Photo by Aaron Burden on Unsplash
Platform tennis is where icing becomes more effective. The court is small enough for a stronger player to cover space, but the walls neutralize offense and make finishing points extremely difficult.
Unlike padel, you lose the point if you hit the overhead out of the court or if it bounces back to your side. This completely changes how and when overheads are hit, and makes “offensive” play more tactical than powerful.
In terms of hitting winners, the cutter exists, but it depends on a truly bad lob and most beginner and intermediate players lack the skills to hit it. Hitting your opponent is another way to end a point, but it is hard to execute, and a miss comes off the back screen with pace and hands the other team an easy chance to take control.
Because clean finishes are so tough, points can last a long time. There was a rally at Short Hills last season that ran over ten minutes. When the game is significantly slowed down, a weaker partner is more likely to survive by simply keeping the ball in the court. They might not help the stronger player win the point outright, but they can buy time for the rally to reset.
This is what separates platform from tennis and pickleball. In those sports, the stronger player can change a point quickly with a serve, a return, or an aggressive move at the net. In platform, no one (minus the top pros) can force offense on command.

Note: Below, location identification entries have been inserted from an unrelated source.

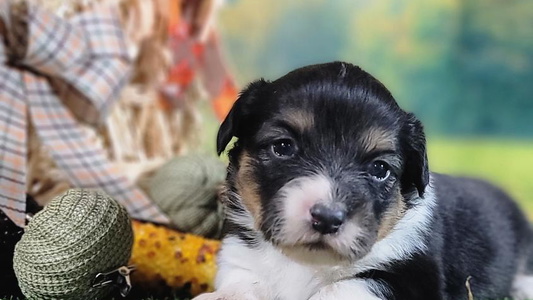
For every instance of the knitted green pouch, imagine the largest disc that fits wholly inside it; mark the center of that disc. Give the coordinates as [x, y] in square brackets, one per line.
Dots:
[78, 235]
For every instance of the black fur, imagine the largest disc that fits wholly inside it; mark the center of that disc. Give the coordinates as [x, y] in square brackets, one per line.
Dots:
[476, 229]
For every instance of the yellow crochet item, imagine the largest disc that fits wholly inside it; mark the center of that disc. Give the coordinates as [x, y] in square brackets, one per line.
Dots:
[178, 259]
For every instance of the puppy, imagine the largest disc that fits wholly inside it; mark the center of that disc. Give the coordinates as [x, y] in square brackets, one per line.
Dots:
[329, 197]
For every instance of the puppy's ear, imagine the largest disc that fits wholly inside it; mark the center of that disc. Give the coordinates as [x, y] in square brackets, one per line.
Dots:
[236, 118]
[413, 143]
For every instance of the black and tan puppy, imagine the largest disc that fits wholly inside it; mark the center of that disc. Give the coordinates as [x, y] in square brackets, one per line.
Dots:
[329, 196]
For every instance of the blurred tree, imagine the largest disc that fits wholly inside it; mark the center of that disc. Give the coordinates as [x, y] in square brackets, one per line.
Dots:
[464, 66]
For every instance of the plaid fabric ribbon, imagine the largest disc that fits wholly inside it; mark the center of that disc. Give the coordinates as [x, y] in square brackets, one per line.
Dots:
[54, 72]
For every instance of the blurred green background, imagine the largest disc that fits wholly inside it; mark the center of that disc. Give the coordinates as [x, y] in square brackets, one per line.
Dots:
[465, 67]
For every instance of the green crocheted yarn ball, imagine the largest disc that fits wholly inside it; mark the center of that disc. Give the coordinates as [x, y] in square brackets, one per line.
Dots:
[79, 234]
[186, 188]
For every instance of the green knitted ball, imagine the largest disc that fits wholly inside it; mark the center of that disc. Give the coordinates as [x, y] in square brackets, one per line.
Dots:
[186, 189]
[79, 234]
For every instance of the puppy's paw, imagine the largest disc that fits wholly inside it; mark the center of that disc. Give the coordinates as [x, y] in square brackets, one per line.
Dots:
[221, 295]
[345, 290]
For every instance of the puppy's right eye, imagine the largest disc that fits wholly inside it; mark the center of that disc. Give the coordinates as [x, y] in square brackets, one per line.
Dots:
[283, 148]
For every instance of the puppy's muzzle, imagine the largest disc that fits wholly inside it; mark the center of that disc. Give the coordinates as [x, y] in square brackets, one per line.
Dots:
[326, 220]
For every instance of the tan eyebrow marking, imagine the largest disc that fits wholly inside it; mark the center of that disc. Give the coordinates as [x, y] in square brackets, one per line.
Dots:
[376, 138]
[301, 120]
[248, 188]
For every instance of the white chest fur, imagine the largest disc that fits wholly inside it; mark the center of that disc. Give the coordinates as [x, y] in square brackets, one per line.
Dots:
[272, 274]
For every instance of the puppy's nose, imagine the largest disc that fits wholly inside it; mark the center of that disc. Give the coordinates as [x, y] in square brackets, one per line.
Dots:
[326, 220]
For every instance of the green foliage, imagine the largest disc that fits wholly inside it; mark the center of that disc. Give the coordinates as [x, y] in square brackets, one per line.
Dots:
[464, 66]
[506, 163]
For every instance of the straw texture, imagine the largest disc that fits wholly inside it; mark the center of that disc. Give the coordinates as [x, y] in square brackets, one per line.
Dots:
[79, 234]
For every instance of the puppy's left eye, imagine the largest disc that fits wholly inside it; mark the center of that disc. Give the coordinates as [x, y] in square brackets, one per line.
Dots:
[283, 148]
[380, 170]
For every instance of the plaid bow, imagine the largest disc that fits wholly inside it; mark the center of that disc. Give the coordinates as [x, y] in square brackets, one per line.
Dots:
[54, 72]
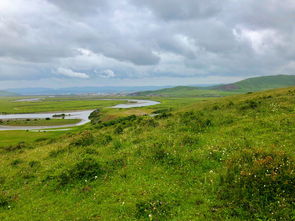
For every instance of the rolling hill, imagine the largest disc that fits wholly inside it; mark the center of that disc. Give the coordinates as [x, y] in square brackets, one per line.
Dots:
[6, 93]
[259, 83]
[230, 158]
[247, 85]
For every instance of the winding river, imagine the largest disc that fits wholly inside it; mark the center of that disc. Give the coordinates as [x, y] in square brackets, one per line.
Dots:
[82, 115]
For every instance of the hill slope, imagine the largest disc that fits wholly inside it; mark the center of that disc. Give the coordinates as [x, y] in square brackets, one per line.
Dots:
[259, 83]
[6, 93]
[225, 159]
[247, 85]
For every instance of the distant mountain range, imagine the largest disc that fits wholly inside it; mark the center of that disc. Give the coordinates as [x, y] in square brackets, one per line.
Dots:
[7, 93]
[247, 85]
[81, 90]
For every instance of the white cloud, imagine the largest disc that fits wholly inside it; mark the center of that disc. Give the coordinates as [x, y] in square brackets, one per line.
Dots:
[70, 73]
[107, 74]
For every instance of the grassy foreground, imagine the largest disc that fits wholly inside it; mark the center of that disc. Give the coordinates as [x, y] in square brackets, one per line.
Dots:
[224, 159]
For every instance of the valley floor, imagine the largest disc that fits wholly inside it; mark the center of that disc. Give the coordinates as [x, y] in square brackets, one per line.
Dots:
[226, 158]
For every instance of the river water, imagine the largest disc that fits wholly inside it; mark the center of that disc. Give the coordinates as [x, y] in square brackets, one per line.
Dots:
[82, 115]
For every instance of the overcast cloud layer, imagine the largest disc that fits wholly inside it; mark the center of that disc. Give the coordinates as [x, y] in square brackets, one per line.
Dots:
[60, 43]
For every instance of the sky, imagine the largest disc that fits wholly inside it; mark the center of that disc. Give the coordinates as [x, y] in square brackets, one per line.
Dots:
[65, 43]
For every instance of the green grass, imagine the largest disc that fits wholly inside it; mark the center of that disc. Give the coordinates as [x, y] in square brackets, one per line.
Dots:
[184, 91]
[5, 93]
[244, 86]
[229, 158]
[8, 104]
[38, 122]
[265, 83]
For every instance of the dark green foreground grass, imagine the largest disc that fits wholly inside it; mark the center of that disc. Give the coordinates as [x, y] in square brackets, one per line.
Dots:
[225, 159]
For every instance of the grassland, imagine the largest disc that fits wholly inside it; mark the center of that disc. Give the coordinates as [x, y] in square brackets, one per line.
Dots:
[185, 91]
[229, 158]
[8, 105]
[38, 122]
[240, 87]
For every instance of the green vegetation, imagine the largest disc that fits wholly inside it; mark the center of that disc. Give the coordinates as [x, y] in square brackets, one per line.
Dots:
[230, 158]
[38, 122]
[184, 91]
[260, 83]
[8, 105]
[248, 85]
[6, 93]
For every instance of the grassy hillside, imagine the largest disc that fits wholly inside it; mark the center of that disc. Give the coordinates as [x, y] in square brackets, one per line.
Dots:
[248, 85]
[260, 83]
[6, 93]
[184, 91]
[230, 158]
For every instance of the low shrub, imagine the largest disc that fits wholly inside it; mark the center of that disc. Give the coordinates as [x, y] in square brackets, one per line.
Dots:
[156, 208]
[16, 162]
[261, 183]
[4, 200]
[85, 139]
[88, 169]
[19, 146]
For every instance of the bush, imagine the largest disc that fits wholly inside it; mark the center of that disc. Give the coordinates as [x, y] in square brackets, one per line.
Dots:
[4, 200]
[95, 117]
[88, 169]
[34, 163]
[19, 146]
[55, 153]
[261, 183]
[85, 139]
[16, 162]
[154, 209]
[105, 139]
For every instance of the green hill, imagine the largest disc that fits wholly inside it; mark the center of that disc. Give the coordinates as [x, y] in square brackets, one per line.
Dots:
[230, 158]
[259, 83]
[6, 93]
[247, 85]
[184, 91]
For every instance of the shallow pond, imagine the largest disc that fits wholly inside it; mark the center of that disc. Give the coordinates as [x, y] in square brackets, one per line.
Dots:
[82, 115]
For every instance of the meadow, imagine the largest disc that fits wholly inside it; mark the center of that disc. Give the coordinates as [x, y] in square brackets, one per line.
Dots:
[229, 158]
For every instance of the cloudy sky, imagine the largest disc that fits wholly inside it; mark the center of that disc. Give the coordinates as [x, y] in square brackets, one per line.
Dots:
[62, 43]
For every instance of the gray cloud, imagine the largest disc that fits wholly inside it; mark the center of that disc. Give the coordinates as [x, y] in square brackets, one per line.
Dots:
[137, 39]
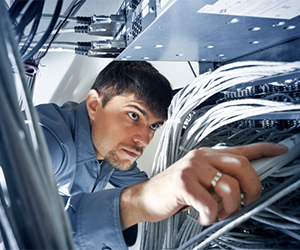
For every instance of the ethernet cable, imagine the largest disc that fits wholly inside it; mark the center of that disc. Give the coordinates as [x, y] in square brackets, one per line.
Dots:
[181, 130]
[32, 214]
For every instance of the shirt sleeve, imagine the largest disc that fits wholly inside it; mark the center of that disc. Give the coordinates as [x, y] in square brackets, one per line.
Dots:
[95, 220]
[128, 178]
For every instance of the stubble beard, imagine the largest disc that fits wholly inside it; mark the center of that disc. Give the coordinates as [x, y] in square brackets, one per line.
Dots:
[113, 159]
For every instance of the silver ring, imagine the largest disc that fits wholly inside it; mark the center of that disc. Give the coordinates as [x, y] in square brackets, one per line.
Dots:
[216, 179]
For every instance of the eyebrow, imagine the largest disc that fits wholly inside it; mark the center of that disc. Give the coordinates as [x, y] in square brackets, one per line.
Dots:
[144, 113]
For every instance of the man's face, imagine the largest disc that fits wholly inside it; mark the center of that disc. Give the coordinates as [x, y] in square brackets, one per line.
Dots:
[122, 130]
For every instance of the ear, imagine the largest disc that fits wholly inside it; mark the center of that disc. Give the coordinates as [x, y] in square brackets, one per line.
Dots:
[93, 103]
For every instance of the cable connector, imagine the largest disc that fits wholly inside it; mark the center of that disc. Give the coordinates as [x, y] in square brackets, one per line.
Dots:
[81, 29]
[84, 20]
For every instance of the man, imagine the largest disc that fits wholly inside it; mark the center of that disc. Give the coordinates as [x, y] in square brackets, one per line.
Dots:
[99, 140]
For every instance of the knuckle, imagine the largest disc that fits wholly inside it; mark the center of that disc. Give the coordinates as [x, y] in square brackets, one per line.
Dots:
[243, 161]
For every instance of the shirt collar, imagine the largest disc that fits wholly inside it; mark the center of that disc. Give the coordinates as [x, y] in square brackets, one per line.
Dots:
[83, 140]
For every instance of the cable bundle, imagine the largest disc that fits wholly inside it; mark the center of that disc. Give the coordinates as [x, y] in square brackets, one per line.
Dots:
[31, 211]
[193, 124]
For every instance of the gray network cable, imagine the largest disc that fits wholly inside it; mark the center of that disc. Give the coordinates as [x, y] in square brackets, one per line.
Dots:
[191, 124]
[31, 211]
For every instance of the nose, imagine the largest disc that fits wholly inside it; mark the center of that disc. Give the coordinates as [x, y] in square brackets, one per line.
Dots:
[143, 136]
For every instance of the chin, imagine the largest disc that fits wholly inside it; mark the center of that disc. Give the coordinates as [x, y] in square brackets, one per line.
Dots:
[117, 164]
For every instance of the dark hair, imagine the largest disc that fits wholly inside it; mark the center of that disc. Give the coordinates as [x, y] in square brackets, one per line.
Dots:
[135, 77]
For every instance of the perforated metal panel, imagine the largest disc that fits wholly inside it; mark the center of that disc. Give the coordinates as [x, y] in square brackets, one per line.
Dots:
[181, 33]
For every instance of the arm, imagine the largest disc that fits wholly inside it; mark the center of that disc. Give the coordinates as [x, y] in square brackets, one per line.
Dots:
[188, 181]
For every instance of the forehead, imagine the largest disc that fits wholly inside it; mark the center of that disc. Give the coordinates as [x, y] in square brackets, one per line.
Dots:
[141, 106]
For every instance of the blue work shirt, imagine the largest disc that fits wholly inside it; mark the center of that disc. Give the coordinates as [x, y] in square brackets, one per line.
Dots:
[93, 211]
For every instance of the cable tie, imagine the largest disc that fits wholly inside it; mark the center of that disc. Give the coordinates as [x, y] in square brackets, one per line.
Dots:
[175, 121]
[183, 149]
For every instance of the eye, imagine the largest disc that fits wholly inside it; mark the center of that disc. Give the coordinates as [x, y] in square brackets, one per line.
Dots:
[133, 116]
[154, 126]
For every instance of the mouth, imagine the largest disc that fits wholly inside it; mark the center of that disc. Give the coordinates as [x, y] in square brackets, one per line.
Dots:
[132, 153]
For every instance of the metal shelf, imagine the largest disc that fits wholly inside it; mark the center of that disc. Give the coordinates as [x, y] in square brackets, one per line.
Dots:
[181, 33]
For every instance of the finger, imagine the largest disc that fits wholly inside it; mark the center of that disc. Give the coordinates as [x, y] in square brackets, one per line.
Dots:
[253, 151]
[240, 168]
[201, 200]
[228, 189]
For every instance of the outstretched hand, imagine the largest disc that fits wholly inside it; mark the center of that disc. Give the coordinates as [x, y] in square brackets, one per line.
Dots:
[188, 183]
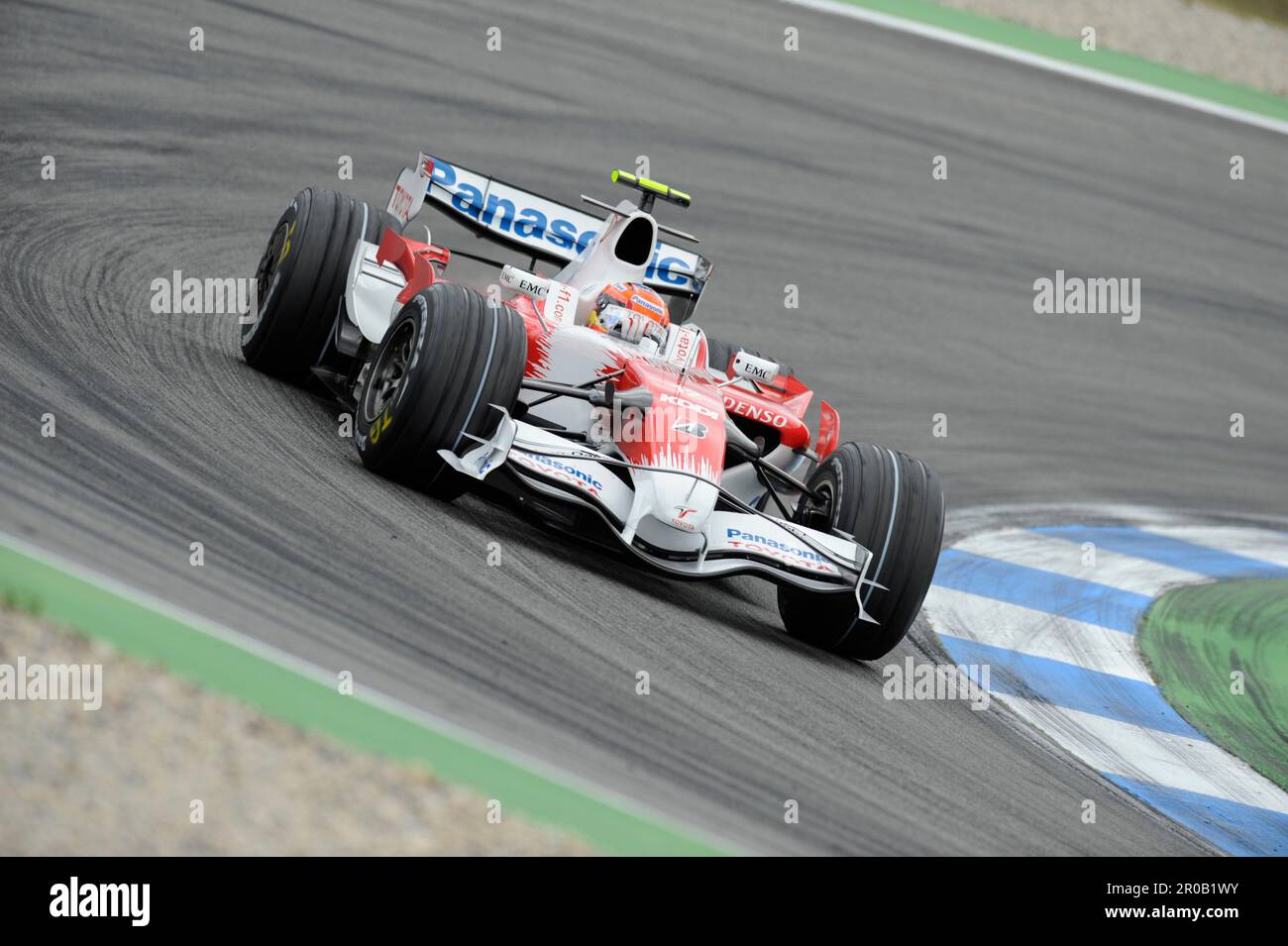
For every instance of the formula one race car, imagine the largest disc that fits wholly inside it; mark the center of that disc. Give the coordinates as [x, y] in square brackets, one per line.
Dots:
[590, 399]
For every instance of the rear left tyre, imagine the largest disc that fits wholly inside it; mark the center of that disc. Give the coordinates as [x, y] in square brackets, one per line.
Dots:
[300, 279]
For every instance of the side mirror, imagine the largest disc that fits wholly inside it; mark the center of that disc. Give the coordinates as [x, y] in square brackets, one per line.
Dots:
[747, 366]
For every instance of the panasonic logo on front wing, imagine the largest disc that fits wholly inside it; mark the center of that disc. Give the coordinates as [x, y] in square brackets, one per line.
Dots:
[773, 543]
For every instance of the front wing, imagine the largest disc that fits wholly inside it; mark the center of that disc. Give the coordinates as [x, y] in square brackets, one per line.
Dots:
[742, 541]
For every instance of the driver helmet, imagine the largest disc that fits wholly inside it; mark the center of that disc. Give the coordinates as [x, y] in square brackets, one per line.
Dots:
[645, 314]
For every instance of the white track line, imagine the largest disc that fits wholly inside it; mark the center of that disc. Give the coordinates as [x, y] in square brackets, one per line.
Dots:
[1041, 62]
[1150, 756]
[1064, 558]
[1001, 624]
[1263, 545]
[1125, 745]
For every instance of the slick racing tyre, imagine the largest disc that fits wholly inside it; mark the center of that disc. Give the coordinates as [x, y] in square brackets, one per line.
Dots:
[445, 361]
[893, 504]
[300, 279]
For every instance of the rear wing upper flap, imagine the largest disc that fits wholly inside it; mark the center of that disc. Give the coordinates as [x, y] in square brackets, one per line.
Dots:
[550, 231]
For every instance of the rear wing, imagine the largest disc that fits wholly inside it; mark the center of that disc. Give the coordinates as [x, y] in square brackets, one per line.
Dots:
[548, 229]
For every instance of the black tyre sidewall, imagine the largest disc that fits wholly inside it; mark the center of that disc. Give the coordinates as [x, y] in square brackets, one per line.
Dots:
[874, 484]
[292, 326]
[469, 353]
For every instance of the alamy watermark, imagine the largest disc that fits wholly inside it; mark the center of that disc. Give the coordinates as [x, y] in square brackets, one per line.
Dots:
[1074, 295]
[179, 295]
[926, 681]
[67, 683]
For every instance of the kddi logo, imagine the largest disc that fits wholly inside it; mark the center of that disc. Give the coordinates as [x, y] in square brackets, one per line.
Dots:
[101, 899]
[179, 295]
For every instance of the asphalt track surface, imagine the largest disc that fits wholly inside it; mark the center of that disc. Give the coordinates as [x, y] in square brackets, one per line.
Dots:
[807, 167]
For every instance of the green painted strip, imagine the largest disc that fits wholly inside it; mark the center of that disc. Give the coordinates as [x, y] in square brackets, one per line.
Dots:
[1069, 50]
[1196, 637]
[292, 695]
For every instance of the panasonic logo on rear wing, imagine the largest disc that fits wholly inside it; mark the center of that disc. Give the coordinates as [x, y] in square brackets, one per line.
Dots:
[546, 227]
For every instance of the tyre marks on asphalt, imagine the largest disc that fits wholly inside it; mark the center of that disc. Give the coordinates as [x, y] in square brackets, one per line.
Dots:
[1052, 611]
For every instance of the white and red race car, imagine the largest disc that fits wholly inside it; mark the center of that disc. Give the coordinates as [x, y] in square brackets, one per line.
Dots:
[691, 455]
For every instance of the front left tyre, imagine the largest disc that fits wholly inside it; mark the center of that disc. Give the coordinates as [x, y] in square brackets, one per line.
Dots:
[446, 358]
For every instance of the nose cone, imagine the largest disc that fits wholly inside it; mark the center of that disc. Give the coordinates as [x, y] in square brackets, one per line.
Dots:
[670, 510]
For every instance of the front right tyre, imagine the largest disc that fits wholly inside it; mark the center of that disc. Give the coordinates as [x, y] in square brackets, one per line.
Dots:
[894, 506]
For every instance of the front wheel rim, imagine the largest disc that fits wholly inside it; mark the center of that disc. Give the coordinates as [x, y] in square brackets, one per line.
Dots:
[389, 370]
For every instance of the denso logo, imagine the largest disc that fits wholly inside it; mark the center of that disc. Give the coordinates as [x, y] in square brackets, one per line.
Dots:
[690, 405]
[752, 412]
[536, 222]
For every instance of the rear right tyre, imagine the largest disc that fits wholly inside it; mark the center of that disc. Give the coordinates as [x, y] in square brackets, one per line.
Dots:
[446, 358]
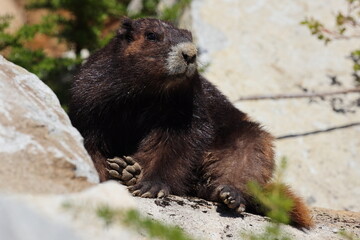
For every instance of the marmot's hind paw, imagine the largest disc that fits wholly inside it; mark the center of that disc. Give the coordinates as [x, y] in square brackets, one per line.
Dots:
[150, 189]
[125, 170]
[231, 197]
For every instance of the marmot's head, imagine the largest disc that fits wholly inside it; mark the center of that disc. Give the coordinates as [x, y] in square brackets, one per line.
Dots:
[157, 50]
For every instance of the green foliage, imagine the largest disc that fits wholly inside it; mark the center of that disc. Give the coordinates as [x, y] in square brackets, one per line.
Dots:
[154, 229]
[348, 236]
[79, 25]
[276, 204]
[132, 218]
[347, 26]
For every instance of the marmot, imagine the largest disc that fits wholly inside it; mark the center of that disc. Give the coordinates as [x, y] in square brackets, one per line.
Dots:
[140, 100]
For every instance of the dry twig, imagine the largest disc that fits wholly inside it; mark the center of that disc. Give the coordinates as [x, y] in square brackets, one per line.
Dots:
[297, 95]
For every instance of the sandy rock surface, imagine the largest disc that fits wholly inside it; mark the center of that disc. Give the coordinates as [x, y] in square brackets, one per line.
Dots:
[40, 152]
[259, 47]
[206, 220]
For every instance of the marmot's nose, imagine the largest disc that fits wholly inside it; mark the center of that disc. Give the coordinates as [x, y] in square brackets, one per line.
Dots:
[189, 57]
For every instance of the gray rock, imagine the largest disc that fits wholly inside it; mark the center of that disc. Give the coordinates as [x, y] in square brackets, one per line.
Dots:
[258, 47]
[40, 152]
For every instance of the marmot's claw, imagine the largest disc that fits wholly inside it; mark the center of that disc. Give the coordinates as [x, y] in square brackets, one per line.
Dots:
[150, 189]
[231, 197]
[125, 170]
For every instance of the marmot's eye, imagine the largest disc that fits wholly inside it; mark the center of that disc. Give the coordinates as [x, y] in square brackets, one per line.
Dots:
[151, 36]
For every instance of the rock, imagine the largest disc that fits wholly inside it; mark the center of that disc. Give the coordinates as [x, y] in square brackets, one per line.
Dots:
[206, 220]
[259, 47]
[70, 216]
[19, 222]
[40, 152]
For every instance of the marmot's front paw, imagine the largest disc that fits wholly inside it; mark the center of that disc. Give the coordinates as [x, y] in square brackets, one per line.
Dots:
[231, 197]
[150, 189]
[125, 170]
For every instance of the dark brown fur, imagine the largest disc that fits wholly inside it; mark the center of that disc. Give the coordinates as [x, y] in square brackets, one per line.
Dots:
[187, 137]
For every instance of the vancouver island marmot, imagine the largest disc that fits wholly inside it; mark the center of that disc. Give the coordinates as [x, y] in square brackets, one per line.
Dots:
[141, 101]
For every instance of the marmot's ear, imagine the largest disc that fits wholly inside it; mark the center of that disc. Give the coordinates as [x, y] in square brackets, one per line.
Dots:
[126, 28]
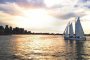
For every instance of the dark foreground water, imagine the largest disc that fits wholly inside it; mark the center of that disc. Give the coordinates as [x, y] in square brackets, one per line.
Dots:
[43, 47]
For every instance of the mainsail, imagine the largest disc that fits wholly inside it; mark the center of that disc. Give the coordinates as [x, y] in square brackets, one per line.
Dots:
[71, 33]
[66, 32]
[78, 29]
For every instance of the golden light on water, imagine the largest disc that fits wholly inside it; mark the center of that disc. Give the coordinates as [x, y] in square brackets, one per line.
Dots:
[38, 46]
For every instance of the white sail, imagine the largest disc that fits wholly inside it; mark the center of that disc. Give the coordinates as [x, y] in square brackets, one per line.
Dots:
[78, 29]
[66, 32]
[71, 33]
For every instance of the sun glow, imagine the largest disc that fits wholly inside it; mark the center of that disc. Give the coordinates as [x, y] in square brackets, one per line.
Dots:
[51, 3]
[34, 18]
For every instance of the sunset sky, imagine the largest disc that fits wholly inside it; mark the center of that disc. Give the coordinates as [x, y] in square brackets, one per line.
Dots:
[44, 15]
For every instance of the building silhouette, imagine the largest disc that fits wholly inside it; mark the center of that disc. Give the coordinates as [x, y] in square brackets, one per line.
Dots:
[10, 30]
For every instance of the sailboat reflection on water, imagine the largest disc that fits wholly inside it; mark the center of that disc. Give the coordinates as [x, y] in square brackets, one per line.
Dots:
[79, 33]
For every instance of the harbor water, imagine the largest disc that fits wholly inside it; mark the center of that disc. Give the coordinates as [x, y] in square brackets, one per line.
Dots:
[43, 47]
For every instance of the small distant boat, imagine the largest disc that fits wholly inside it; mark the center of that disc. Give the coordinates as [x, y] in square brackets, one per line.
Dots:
[79, 33]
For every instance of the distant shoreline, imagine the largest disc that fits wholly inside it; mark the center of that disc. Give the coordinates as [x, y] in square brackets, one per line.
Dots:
[38, 34]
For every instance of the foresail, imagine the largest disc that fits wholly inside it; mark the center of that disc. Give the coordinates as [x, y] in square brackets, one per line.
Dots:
[71, 33]
[78, 28]
[66, 32]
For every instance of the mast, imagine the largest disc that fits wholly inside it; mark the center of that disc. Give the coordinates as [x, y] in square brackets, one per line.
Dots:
[71, 33]
[78, 28]
[66, 32]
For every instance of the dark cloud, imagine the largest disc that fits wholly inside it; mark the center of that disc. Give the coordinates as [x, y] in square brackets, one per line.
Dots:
[24, 2]
[8, 8]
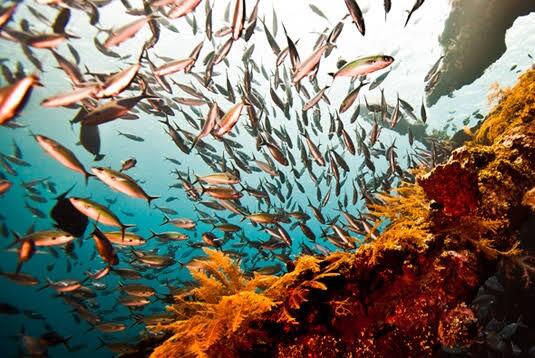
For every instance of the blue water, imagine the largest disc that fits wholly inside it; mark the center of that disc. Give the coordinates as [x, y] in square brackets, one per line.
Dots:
[415, 49]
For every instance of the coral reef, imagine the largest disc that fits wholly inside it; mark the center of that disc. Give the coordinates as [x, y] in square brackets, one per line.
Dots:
[419, 289]
[473, 39]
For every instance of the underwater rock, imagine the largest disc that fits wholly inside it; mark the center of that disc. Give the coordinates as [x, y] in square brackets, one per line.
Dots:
[407, 292]
[473, 39]
[453, 187]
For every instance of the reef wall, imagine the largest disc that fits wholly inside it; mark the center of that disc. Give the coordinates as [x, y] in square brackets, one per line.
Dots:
[431, 284]
[473, 39]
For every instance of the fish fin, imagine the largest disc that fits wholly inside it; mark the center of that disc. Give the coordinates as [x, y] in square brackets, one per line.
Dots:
[87, 176]
[124, 227]
[165, 220]
[99, 157]
[16, 239]
[102, 343]
[19, 267]
[150, 198]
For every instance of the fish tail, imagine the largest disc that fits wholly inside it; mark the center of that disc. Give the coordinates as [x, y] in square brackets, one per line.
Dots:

Icing works, but it does not shut the stronger player out completely. Padel is the sport where that last piece changes.
#1: Padel — the sport that exposes partner imbalance the most

Photo by Bruno Vaccaro Vercellino on Unsplash
Padel stands alone. It is the toughest sport for a stronger player paired with someone clearly weaker, and the most effective for icing someone out. The irony becomes clear only after you’ve played platform. Platform rallies stay neutral because no one can finish a point outright. Padel feels similar at first, but the difference is that padel gives you just enough offense to punish weak balls.
It’s the perfect storm for icing: the walls prolong rallies, but the sport doesn’t eliminate winners. If the weaker partner hits a poor lob, an out-of-the-court finish is available. And that small window changes everything.
Once a disciplined team sends every ball to the weaker player, the stronger player on that side almost never gets the few shots they need to set up their own winner. They’re not losing because they can’t end points. They’re losing because the even-strength team eventually gets a perfect ball from the weaker partner and ends the point themselves.
This is what makes padel more unforgiving than tennis, pickleball, or even platform. In tennis and pickleball, the stronger player can still take over the point the moment they touch the ball. In platform, no one can take over and hit winners. But padel sits in the middle, with long rallies that expose the weaker player and just enough offense to punish every short lob or soft drive.
When two evenly matched players face a strong–weak pairing, the stronger player ends up watching long rallies they can’t enter and decisive points they never get to shape. The structure of the sport pushes them to the margins.
If your goal is to beat a stronger individual player, padel makes it possible. The sport gives you the patience of platform with the finishing potential of tennis, and that combination makes icing someone out far easier than in anything else on this list.
Closing thoughts
I swear I didn’t write this because I had a bad loss in padel recently, where I thought I was the better player (important disclaimer in case my partner reads this). Also, this goes without saying, but this only really applies when the match matters. If you do this in a practice match, you’re just making the match less fun for everyone out there!